O que é o “spread”? Na prática, é a taxa que representa a margem de lucro do banco, na operação de crédito que este celebra com o seu Cliente. Poder-se–ia pensar que representa o risco do banco no negócio, mas isso não seria verdade.

E os depósitos que o cliente faz,  também têm “spread”? Ou seja, o banco só ganha uma margem definida do negócio que faz com o dinheiro do cliente? E entrega a esse cliente o restante do ganho? Que seja do meu conhecimento, nenhum banco pratica este modelo.

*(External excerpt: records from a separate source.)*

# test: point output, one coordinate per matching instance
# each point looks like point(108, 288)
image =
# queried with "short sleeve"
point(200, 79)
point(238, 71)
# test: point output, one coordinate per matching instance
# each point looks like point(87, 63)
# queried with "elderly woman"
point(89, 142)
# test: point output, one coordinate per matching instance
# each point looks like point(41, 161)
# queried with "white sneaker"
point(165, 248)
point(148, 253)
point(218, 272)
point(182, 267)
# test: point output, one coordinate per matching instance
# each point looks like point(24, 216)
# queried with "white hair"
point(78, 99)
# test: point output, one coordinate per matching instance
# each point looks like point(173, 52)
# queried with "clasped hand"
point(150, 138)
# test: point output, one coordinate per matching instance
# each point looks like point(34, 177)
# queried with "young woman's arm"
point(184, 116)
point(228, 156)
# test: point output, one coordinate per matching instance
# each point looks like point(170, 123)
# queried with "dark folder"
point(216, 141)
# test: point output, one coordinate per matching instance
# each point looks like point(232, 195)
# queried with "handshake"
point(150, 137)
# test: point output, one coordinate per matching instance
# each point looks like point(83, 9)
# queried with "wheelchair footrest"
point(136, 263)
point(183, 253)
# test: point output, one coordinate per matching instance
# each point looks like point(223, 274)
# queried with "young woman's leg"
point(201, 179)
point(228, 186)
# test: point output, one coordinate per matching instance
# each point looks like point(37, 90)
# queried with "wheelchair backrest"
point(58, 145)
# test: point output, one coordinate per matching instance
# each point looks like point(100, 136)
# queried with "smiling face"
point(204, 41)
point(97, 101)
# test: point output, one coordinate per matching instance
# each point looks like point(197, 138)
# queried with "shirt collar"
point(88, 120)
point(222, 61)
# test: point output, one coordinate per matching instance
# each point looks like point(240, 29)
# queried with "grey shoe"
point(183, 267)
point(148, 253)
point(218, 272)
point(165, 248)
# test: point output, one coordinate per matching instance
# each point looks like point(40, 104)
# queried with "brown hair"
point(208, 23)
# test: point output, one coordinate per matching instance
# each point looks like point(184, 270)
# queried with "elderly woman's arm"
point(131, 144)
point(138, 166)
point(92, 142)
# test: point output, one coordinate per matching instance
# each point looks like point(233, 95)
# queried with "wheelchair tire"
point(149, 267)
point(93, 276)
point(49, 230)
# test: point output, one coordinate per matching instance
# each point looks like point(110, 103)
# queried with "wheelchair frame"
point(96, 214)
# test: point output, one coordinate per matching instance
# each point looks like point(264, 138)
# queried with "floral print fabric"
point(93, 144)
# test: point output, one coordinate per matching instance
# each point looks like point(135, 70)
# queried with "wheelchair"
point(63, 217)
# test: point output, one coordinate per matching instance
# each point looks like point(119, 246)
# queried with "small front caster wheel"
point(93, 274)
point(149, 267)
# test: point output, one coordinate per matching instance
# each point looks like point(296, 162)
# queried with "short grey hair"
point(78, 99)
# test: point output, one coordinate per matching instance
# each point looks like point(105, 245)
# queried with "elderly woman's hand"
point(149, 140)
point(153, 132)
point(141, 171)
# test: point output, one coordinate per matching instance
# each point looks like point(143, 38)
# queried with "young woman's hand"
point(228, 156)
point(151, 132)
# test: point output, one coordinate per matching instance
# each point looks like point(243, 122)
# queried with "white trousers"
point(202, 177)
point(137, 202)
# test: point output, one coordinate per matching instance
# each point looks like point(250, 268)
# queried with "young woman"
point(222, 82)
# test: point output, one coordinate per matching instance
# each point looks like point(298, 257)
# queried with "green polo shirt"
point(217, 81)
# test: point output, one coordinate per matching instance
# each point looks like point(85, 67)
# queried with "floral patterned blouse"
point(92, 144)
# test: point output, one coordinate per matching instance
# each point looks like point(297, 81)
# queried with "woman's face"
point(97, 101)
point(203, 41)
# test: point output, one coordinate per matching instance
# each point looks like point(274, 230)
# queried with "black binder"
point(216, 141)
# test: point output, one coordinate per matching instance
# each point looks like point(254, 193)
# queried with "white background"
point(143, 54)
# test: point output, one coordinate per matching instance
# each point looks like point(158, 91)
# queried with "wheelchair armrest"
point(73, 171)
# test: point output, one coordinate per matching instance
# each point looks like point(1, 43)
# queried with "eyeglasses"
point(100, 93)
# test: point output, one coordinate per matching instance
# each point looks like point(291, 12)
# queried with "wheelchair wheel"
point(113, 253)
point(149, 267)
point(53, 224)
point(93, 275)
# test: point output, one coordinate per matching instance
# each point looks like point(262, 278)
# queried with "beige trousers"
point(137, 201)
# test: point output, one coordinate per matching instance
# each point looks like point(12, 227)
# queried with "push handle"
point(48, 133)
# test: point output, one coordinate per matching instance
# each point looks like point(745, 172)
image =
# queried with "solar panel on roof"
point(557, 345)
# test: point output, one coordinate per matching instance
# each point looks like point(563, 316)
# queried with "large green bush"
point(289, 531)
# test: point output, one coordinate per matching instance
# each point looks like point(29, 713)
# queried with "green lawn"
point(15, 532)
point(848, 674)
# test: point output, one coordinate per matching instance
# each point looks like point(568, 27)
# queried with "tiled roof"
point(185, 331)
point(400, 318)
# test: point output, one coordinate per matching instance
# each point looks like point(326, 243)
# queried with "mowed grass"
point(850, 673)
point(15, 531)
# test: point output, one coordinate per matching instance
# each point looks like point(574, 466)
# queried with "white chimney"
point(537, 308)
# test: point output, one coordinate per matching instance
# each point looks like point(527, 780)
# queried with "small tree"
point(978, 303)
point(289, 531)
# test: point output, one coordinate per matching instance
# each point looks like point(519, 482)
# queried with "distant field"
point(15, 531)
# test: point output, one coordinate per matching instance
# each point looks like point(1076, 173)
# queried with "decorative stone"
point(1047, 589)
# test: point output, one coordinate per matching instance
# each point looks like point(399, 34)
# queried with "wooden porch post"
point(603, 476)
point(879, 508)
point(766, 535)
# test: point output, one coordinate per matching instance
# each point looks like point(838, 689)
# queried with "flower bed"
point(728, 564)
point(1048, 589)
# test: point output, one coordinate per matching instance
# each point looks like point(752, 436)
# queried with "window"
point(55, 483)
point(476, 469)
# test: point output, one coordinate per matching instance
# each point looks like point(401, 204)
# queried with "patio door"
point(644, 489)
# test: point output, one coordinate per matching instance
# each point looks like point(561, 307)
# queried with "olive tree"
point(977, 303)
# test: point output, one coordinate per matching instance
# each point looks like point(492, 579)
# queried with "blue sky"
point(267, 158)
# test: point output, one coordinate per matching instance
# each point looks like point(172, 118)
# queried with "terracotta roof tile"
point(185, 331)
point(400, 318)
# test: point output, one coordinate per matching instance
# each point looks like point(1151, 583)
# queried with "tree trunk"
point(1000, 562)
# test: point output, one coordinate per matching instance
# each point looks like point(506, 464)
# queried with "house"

Tendo por base o Parecer Sobre a Conta Geral do Estado 2021, entre 2008 e 2021, os cidadãos Portugueses prestaram auxílio económico de mais de 23 mil milhões de euros a bancos, todos de capital privado, com excepção da CGD, pertencendo o pódio ao BES/NB com mais de 8 mil milhões, ao BPN/Eurobic, acima de 6 mil milhões e a “nossa” Caixa Geral de Depósitos que superou os 5 mil milhões de euros.
Quadro 78 2008 a 2021 RTC

Estes mais de 23 mil milhões de euros, traduzidos em apartamentos T2, com um preço médio de 200.000€, representam perto de 116 mil habitações.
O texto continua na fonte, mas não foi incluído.